In discussing such examples, however, we have left the realm of natural beauty behind us. There is no ‘rule-following’ or ‘rule defying’ in nature. Yet there are symmetries, harmonies, proportions, and also the aesthetically challenging lack of those things. 18th-century thinkers, who wished to take natural beauty as their paradigm of the object of taste, were very struck by the contrast here, and Burke invented the language with which they discussed it. When we are struck by the harmony, order and serenity of nature, so as to feel at home in it and confirmed by it, then we speak of its beauty; when, however, as one some wind-blown mountain crag, we are struck by the vastness, the power, the threatening majesty of the natural world, and feel our own littleness in the face of it, then we speak of the sublime. The distinction between the sublime and the beautiful was regarded by Kant as fundamental to understanding what the judgement of taste is about. He realized that aesthetic interest can be directed to almost anything, and that it was necessary to break down its objects into distinct kinds, if we are to arrive at any kind of standard. There is no meaningful comparison to be made between the kind of serene and soporific pastoral landscape that we know from Constable and the wild torrents of an Alpine slope. Yet towards both we direct our aesthetic interest, find pleasure and emotion in the presented scene, and seek it out as a thing of significance.

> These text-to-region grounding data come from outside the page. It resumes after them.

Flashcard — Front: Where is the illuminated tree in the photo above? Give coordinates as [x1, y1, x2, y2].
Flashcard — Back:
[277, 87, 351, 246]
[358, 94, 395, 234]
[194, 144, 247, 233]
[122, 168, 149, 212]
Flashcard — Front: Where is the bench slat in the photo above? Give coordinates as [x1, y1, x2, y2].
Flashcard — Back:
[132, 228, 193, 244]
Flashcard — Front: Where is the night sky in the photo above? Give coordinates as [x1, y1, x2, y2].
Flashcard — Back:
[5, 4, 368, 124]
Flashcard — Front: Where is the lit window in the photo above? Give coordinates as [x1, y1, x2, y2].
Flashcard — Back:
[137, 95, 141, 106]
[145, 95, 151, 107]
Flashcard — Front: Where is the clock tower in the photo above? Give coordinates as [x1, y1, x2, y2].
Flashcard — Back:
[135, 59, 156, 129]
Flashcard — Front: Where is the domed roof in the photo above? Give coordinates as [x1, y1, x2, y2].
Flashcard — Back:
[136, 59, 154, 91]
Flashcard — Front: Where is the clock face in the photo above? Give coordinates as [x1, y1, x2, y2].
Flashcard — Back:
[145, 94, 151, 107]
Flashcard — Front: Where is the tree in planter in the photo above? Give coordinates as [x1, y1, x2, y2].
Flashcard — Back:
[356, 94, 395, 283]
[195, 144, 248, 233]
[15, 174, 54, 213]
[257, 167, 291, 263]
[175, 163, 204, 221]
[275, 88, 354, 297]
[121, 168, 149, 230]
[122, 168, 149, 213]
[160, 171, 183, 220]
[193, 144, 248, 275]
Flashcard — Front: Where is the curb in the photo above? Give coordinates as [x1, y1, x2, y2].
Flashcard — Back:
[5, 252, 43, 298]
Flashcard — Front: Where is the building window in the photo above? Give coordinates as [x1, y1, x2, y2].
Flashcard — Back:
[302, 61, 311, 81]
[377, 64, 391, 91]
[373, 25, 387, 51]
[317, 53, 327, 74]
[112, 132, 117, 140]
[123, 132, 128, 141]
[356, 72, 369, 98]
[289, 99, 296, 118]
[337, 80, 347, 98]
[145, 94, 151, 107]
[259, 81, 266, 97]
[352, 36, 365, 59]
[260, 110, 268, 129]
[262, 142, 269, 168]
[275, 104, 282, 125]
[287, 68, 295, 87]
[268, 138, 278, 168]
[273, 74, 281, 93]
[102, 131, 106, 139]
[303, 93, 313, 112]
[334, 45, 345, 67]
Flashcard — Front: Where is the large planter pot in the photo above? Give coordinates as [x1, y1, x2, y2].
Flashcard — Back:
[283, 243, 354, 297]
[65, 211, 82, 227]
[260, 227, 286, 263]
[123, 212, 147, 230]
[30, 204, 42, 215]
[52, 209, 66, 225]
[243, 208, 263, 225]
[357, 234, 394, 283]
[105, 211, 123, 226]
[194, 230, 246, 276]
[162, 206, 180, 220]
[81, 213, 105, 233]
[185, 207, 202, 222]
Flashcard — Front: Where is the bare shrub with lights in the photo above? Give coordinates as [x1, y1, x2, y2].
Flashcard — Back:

So too in art, we might usefully distinguish those works that please us on account of the order, harmony, and rule-governed perfection which they display, like the fugues of Bach, the Holy Virgins of Bellini, or the poems of Horace, and those which, on the contrary, please us by challenging and disturbing our routines, by throwing off the shackles of conformity and by standing out from the traditions to which they nevertheless belong, like King Lear or Tchaikovsky’s Sixth Symphony. But as soon as we make this distinction we realize that, even in the most orderly and rule-governed work, there is no way of fixing a ‘standard of taste’ by appeal to the rules. It is not the rules, but the use of them, that appeals in a Bach fugue or a Bellini Virgin. Anyone who seeks a standard in the rules opens himself to refutation, by showing that obedience to the rules is neither necessary nor sufficient for beauty. For it were sufficient then once again we could acquire taste at second-hand; and if it were necessary, then that would rule out the kind of originality that we esteem in art.